In recent years, as an alternative to conventional beverage or liquid packaging such as bottles and cans, “aseptic bricks” or similar substantially rectangular packages, such as juice boxes, pouches, or the like, have become increasingly popular. Such aseptic brick type packages can include a foil or paperboard tube or sleeve filled with a liquid or semi-liquid materials, such as juices or other beverages, or flowable bulk materials, the ends of which are then sealed to form a lightweight, disposable container. Such aseptic bricks or containers further often are packaged in groups such a four packs, six packs, eight packs, ten packs, etc., in which the generally rectangular or square shaped bricks are placed side-by-side in rows and typically are shrink wrapped or otherwise banded together for shipment and/or sale.
The generally square or rectangular configuration of aseptic bricks and use of paperboard or other generally compressible materials, which also often are coated with a wax or other sealing materials, can create problems for the efficient automated packaging of such aseptic bricks or containers. Typically, the aseptic bricks are fed from the filling and sealing equipment, in which these containers are filled with liquid or other flowable materials and sealed, are fed in a continuous line or stream of products, wherein they can tend to become tightly compacted or compressed together in an end-to-end abutting arrangement, particularly at higher production speeds. Since the sides or ends of the bricks generally are flat, there typically are little or no gaps between the aseptic bricks, whereby conventional selectors, such as star wheels, can engage and separate or segregate the products into groups or sets as needed for packaging, as can be done with bottles or cans having a rounded or cylindrical cape.
As a result, conventional selector systems for the handling of aseptic bricks or similar packages often will utilize intermittent or stop/start motions to try to create some separation between the bricks. For example, some selector systems or units receiving bricks in continuous line will attempt to slow or break the movement of the bricks by clamping the sides of the bricks and then indexing or indexing the bricks to another position for discharge into separate lanes. Such stop/start motions are repeated to form a queue of separated bricks that can then be intermittently fed to a packaging machine individually or by groups of, for example, six to twelve bricks. Such indexed, intermittent feeding motions generally are used to reduce incidents of jamming or bunching of the bricks, but they also correspondingly reduce cycle time for the feeding and packaging of the bricks, which accordingly can limit production rates for packaging these aseptic bricks. In addition, an accumulation conveyor, generally having a length that is dependent on the laning operation of the bricks, further is needed to separately maintain the bricks for feeding into a separate intermittent grouping unit prior to the bricks being fed into the packing machine.
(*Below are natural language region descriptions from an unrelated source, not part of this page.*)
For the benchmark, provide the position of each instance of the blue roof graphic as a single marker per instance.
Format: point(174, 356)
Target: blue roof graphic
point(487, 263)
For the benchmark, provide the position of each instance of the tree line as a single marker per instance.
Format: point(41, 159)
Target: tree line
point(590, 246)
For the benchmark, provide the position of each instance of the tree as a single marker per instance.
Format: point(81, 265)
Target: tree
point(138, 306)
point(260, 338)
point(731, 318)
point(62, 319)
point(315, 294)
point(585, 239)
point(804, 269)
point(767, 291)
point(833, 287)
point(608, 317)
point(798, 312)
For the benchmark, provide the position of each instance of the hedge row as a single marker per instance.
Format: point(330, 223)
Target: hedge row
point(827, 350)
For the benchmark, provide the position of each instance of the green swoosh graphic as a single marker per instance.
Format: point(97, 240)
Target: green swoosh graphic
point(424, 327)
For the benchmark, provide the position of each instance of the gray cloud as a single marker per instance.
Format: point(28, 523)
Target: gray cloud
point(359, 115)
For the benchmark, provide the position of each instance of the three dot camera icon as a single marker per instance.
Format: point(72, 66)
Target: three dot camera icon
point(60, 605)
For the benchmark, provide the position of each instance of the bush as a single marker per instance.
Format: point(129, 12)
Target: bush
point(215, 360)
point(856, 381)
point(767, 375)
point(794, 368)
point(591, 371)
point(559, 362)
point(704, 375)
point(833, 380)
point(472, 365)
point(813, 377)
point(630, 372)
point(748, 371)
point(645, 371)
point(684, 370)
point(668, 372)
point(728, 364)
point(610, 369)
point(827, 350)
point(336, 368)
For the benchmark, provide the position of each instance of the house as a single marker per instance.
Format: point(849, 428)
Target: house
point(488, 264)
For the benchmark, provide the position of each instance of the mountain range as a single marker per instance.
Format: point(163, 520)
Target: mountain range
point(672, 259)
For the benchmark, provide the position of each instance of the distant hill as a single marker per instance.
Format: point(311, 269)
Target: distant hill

Still further, the size and generally rectangular shape or configuration of most aseptic bricks, creating flat surfaces that are generally placed in an edge-to-edge abutment, as well as the use of waxes or other sealing materials on such surfaces, also can lead to problems with the control of the bricks, especially when there is a change in velocity, such as a stop/start or other intermittent movement of the bricks wherein the speed of the bricks is increased to try to create a series of gaps or spaces as needed to enable engagement by conventional selector systems or devices. Such stopping and starting movements further can result in tipping or undesirable shifting of the bricks, especially for taller or elongated bricks or containers, which problem can be compounded by the drag exerted by the waxy surfaces of the bricks, as well as the limited points or areas of engagement of the bricks by most conventional selector mechanisms.
Accordingly, it can be seen that a need exists for a system and method for the metering, selection and grouping of aseptic bricks or other, similar containers into product groups for introduction into a product packaging machine, which enables the packaging of such an aseptic bricks or similar containers at increased rates and/or without disrupting the substantially continuous motion of the aseptic bricks or containers, and which addresses the foregoing and other related and unrelated problems in the art.